Combien de collectivités ont pris en avance la compétence Gestion des milieux aquatiques et prévention des inondations, dite Gemapi ? Impossible à savoir mais pour celles qui l’on fait, à l’image de Perpignan Méditerranée Métropole ou Val de Garonne Agglomération, la prise de compétence devait nécessairement s’accompagner du budget nécessaire aux travaux programmés. Et ces recettes ne pouvaient que provenir de la nouvelle taxe Gemapi autorisée par la loi dans un plafond de 40 euros par habitant et par an. 



Ainsi Val de Garonne Agglomération a pris la compétence Gemapi en septembre 2015, la taxe Gemapi a été votée dans la foulée. « En 2014, une première présentation s’était mal passée. Il a fallu faire preuve de pédagogie pour expliquer que cette taxe était indispensable et se substituait à des versements existants. Car avant, les riverains contribuaient aux syndicats de digues et les collectivités payaient les syndicats de rivière », explique Florent Crapeau, technicien Gemapi de l’agglo.

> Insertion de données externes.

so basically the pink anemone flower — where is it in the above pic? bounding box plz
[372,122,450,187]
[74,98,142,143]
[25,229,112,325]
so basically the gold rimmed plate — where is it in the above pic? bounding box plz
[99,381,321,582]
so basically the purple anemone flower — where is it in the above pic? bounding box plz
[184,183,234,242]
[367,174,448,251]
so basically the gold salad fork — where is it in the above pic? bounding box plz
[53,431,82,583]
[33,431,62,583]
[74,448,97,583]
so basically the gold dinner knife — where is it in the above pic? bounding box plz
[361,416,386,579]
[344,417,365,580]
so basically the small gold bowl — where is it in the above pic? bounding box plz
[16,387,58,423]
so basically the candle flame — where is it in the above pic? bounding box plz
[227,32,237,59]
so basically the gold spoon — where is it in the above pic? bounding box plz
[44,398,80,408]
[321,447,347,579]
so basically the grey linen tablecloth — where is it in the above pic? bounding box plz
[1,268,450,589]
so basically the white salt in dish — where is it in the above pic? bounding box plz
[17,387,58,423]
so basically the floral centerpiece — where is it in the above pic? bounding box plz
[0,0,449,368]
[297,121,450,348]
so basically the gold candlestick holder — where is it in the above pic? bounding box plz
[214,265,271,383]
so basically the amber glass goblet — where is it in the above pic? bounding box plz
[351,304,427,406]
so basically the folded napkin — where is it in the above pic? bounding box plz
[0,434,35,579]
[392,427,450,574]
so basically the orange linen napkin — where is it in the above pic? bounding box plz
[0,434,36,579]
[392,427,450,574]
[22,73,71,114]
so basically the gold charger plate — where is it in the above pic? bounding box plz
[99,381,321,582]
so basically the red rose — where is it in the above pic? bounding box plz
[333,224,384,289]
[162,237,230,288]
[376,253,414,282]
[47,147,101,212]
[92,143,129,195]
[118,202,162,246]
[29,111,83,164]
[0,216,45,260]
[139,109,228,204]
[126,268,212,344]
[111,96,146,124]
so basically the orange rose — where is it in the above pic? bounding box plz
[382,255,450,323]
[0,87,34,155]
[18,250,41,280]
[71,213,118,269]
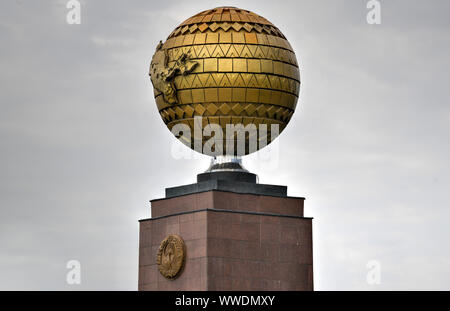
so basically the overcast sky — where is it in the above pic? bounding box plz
[0,0,449,290]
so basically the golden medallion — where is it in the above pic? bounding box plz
[156,234,186,280]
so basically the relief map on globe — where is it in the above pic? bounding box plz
[149,7,300,156]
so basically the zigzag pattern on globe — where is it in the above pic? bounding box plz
[149,6,301,154]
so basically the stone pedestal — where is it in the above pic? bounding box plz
[138,173,313,291]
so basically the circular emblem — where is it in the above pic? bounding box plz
[156,234,186,280]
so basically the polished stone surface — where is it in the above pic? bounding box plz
[165,170,287,198]
[139,190,313,291]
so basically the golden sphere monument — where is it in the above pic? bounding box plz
[149,6,300,156]
[140,7,313,291]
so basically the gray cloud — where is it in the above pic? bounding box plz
[0,0,449,290]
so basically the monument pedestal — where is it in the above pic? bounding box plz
[138,171,313,291]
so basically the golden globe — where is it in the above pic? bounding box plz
[149,7,300,156]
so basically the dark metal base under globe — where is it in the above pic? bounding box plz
[165,156,287,198]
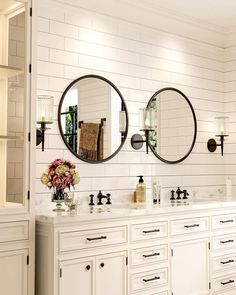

Pédagogie et conscience des enjeux locaux.

« Les territoires qui ont pris la compétence en avance sont aussi ceux qui sont soumis à des risques importants. Ils ont conscience des coûts nécessaires », précise-t-il. Le discours n’est pas très différent à la communauté urbaine de Perpignan. Le conseil de communauté a pris la compétence Gemapi au 1er janvier 2016 et a adopté le 19 septembre dernier la taxe Gemapi. « Voter une  nouvelle taxe est une démarche difficile pour les maires des 36 communes de la communauté urbaine mais ils reconnaissent tous qu’il faut faire des travaux. D’ici à 2020, nous avons 30 millions de travaux à programmer en particulier sur les digues. Impossible à financer par les 2 millions d’euros jusque là prévu par le budget général », explique Francis Clique, vice-président de la communauté urbaine.

Et l’élu de justifier cet alourdissement de la fiscalité locale à la fois par le désengagement de l’État de ses responsabilités en matière de lutte contre les inondations et par le durcissement des réglementations tant nationales qu’européennes. Concrètement, la démarche a été la même dans les deux collectivités : partir des recettes nécessaires aux travaux pour calculer le taux supplémentaire à appliquer à la taxe d’habitation (TH), à la taxe foncière (TF) et à la contribution foncière des entreprises (CFE).

« Pour obtenir les 5,3 millions d’euros de recettes souhaitées en 2017, nous appliquons une hausse de 0,49 % sur la TH, de 0,71 % sur la TF et de 1,01 sur la CFE », résume Francis Clique à Perpignan Méditerranée Métropole. Même logique pour Val de Garonne Agglomération qui compte sur 553 000 euros par an et applique une hausse de 0,215 % sur la TH, de 0,507 % sur le foncier bâti, de 1,37 % sur le foncier non bâti et de 0,517 % pour la CFE. 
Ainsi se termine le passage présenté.